Please enable JavaScript in your browser.

Carrying the war into Egypt

Providence Patriot 1834-09-27

Providence Patriot 1834-09-27

Positive notice

Transcription

“Carrying the war into Egypt,” —We had supposed that the crusade which the good people of Canterbury, Ct have for some time past waged against the school of Miss Crandall, would have been suffered to drop when the whole force of legal proceedings had been spent upon them, and the lady herself became one of the band of “reputably married ladies.” But we find by advertisements in the last Brooklyn Unionist, that her neighbors were not as charitably and forgivingly disposed as ourself. Mr.

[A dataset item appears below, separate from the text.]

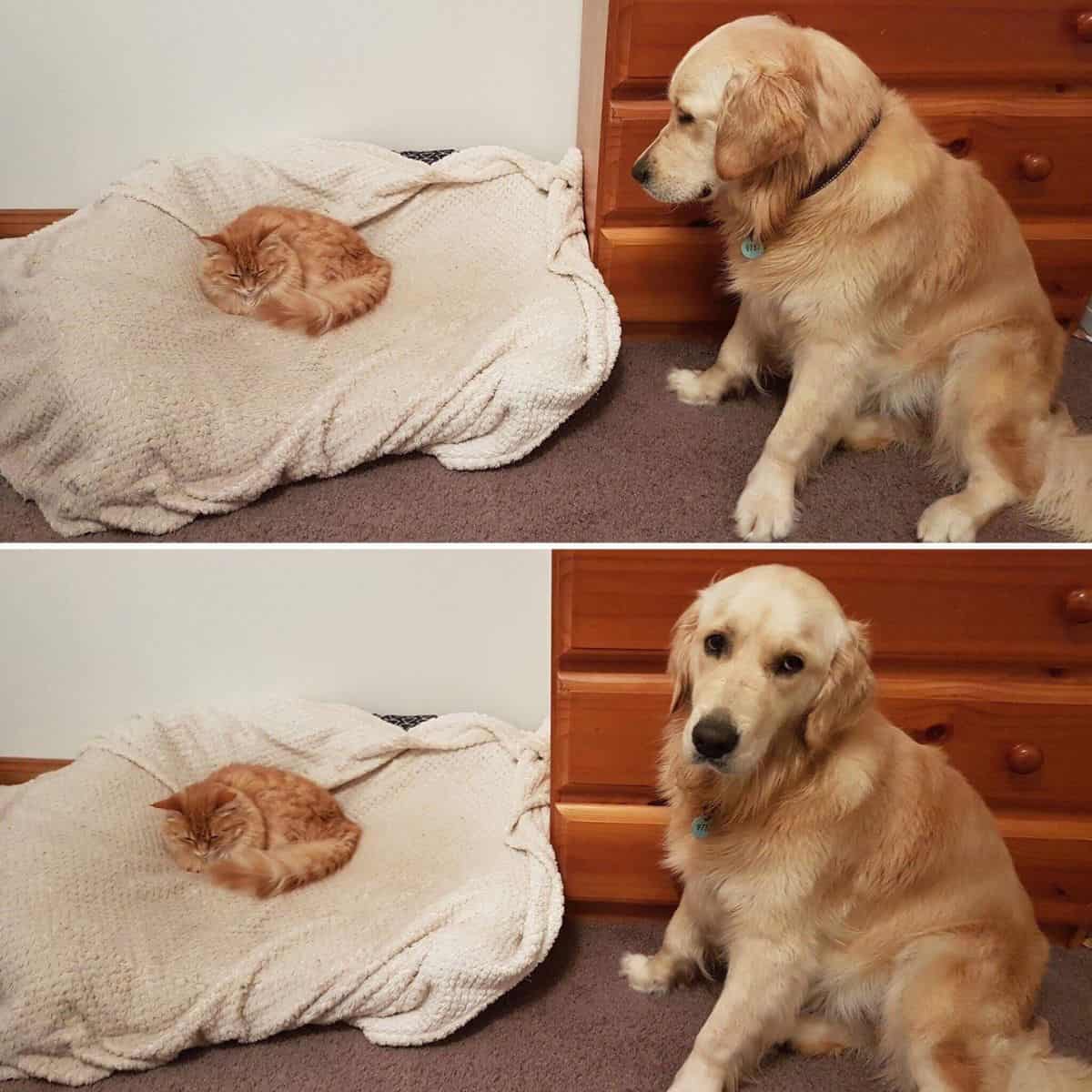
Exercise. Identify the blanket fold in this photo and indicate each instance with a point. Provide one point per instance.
(114, 959)
(128, 401)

Calvin Phileo, the husband of Miss C. advertises in the paper above named, that during the night of the ninth instant his house was assaulted by a number of persons armed with heavy clubs and iron bars, who destroyed five window sashes and about one hundred panes of glass, and the family greatly alarmed, though it does not appear any of them were injured. Mr. Phileo and lady have consequently determined to quit that ‘heathenish neighborhood,’ and offer their house and appurtenances for sale, and a reward of fifty dollars for such information as may lead to the detection of their assailants. The reputation of the city of Canterbury will (if it has not already) suffer more in the estimation of the dispassionate and unprejudiced in all parts of the Union, than have the parties and principles against whom they have kept up such an exterminating war, if the institution is not allowed to be dissolved without further violence, and its inmates permitted to ‘depart in peace.’”

About this Item

This article was copied from a New York paper, here abbreviated to NY Man.